Nothing moves a pharmaceutical stock upward like positive clinical trial data, and that’s what AstraZeneca investors are waiting for.

In the first half of this year, results are expected from key phase III studies of two oncology drugs: Enhertu and Dato-DXd. The former has already been approved to treat select types of cancer, while the efficacy of the latter is being investigated in 14 different trials.
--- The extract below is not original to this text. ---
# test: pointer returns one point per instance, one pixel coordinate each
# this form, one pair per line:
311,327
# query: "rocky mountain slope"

Last year, the company initiated 27 separate phase III studies – and claimed that 10 of them have the potential to result in billion-dollar drug sales. “The beauty of our pipeline and our footprint geographically is that when one product faces a headwind, another product picks up,” Soriot said this February.

While some might view the dividend increase as a plea to stick around, bulls could see it as an unwavering dedication to investor returns.

Shore Capital analyst Sean Conroy said the boost had already been baked into consensus forecasts. “It’s really important to recognise that AstraZeneca has made two acquisitions this year and [management] guided for a 50 per cent increase in capex as they invest for long-term growth,” he said. “This is a nice reminder that they are committed to delivering dividend progression.”

McCoy has also explicitly linked the new, higher pay for Soriot and other managers to getting new drugs into the market. “[Higher pay] will further engage our executive leadership in the conversion of the strength of our pipeline to commercial success, delivering our ambition of launching 15 new medicines by 2030,” she said.

Investors and analysts will have a further chance to scrutinise AstraZeneca’s strategy at its first capital markets day for a decade on 21 May. Convincing shareholders that the progress the company has made over the past 10 years can be replicated in a more uncertain environment might be tricky. The science will ultimately speak for itself – but without new blockbuster drugs, it’s not just pay that will be under pressure from investors.